Object sets used for training and testing. Both training and the test set easy include 15 objects while the test set hard has 20 objects. Objects were curated so that they were graspable by the Robotiq 2F-85 parallel jaw gripper from any configuration and visible to the Occipital Structure Sensor

Fig. 10
figure 10

Transparent object sets used for training and testing. The Training set includes 15 objects and the testing set includes 10 objects. Objects were curated so that they were graspable by the Robotiq 2F-85 parallel jaw gripper from any configuration

8 Conclusions and limitations

Our main contribution is to recognize that planar grasp detection is \(\textrm{SE}(2)\)-equivariant and to leverage this structure using an \(\textrm{SO}(2)\)-equivariant model architecture. This model is significantly more sample efficient than other grasp-learning methods and can learn a good grasp function with less than 600 grasp samples. This increase in sample efficiency enables us to learn to grasp on a physical robotic system in a practical amount of time (approximately and hour and a half) without relying on any sort of pretraining or semi-supervised learning. Training completely on physical systems is important for two main reasons. First, it eliminates the need to train in simulation, thereby avoiding the sim2real gap. Second, it enables our system to adapt to changes or idiosyncrasies of the robot hardware or the physical environment that would be hard to simulate.

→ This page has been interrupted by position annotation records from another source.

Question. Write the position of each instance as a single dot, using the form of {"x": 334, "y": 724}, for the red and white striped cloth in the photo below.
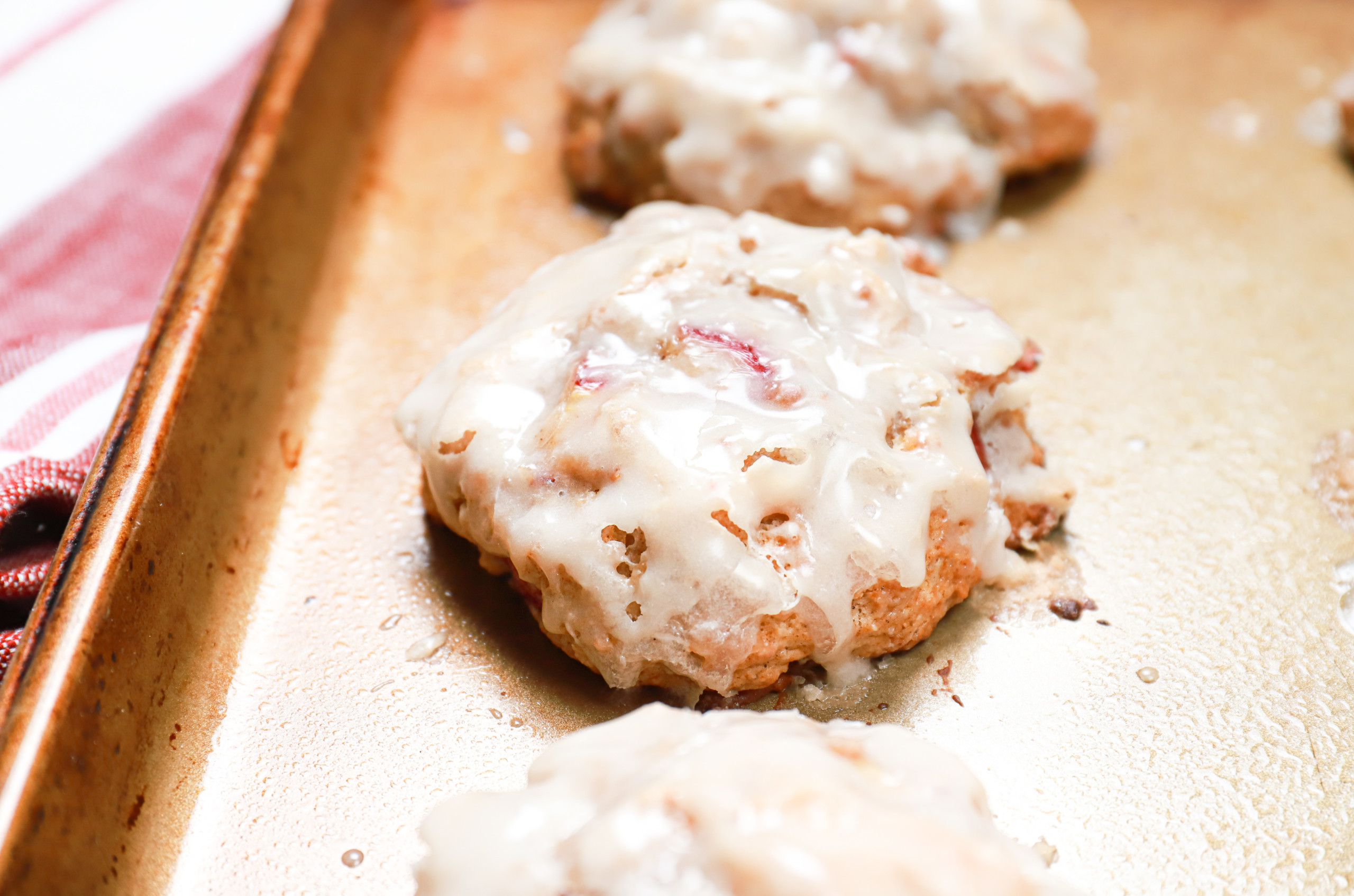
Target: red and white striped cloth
{"x": 113, "y": 114}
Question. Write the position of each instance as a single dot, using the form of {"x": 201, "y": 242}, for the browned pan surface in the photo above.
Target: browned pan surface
{"x": 1193, "y": 289}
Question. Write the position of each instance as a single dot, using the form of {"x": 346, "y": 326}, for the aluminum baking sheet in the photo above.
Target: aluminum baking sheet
{"x": 1193, "y": 289}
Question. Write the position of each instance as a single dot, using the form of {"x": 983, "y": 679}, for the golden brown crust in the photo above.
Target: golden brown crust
{"x": 1348, "y": 118}
{"x": 623, "y": 168}
{"x": 1038, "y": 137}
{"x": 890, "y": 617}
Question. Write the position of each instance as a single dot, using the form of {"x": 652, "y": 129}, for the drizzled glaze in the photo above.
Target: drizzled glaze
{"x": 671, "y": 802}
{"x": 934, "y": 99}
{"x": 725, "y": 394}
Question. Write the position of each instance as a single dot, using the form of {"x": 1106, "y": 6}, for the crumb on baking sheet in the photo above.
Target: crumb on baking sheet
{"x": 1333, "y": 475}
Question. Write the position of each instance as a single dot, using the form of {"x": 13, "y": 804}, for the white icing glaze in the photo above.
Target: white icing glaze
{"x": 654, "y": 381}
{"x": 824, "y": 93}
{"x": 668, "y": 802}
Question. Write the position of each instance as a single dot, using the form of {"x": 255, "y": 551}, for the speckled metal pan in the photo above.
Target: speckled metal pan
{"x": 214, "y": 699}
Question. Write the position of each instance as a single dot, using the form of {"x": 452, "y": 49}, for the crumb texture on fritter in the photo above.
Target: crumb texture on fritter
{"x": 731, "y": 803}
{"x": 903, "y": 117}
{"x": 1345, "y": 97}
{"x": 710, "y": 447}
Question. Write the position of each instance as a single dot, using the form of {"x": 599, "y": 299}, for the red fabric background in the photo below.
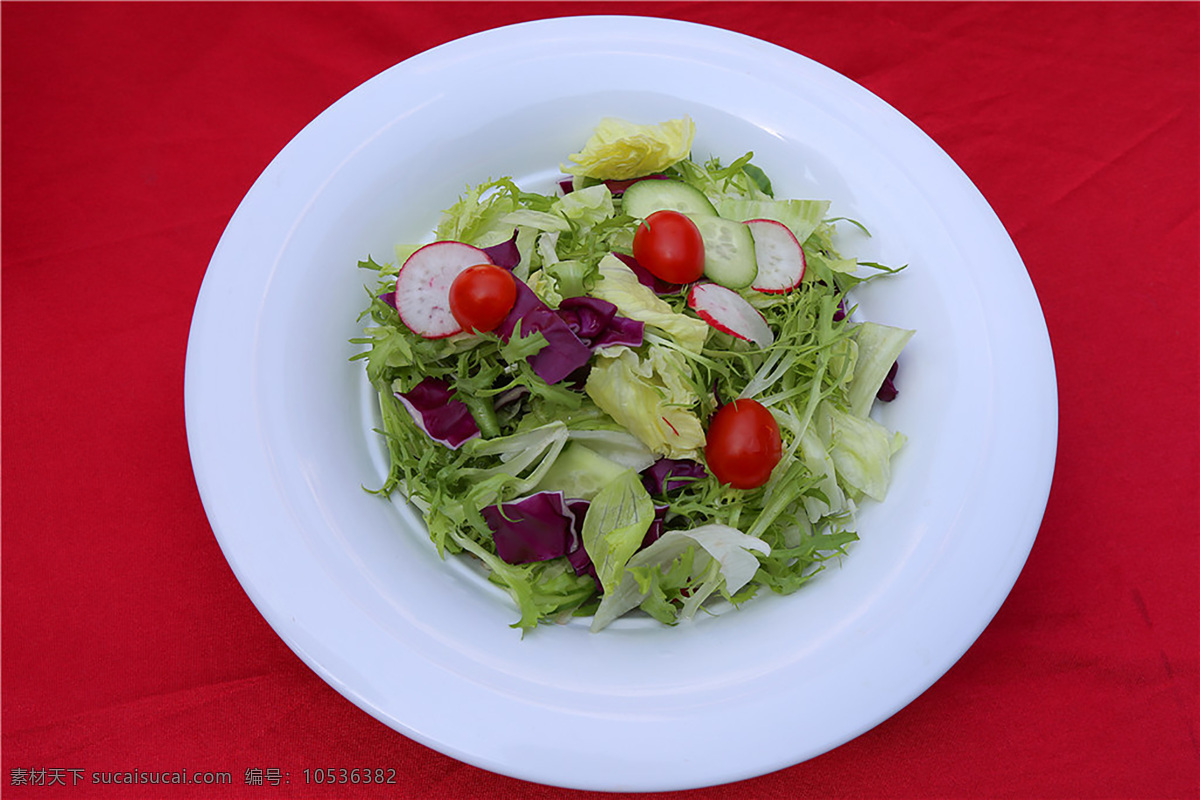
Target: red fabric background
{"x": 130, "y": 133}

A key limitation in both simulation and the real world is that despite the fast learning rate, grasp success rates (after training) still seems to be limited to the low/mid \(90\%\) for opaque object and \(80\%\) for transparent objects. This is the same success rate seen in with other grasp detection methods  (Mahler et al., 2017; ten Pas et al., 2017b; Mousavian et al., 2019), but it is disappointing here because one might expect faster adaptation to lead ultimately to better grasp performance. This could simply be an indication of the complexity of the grasp function to be learned or it could be a result of stochasticity in the simulator and on the real robot. Another limitation of our work is that it is limited to an open-loop control setting where the model infers only a goal pose. Nevertheless, we expect that the equivariant model structure leverage in this paper would also be useful in the closed loop setting, as suggested by the results of  Wang et al. (2022).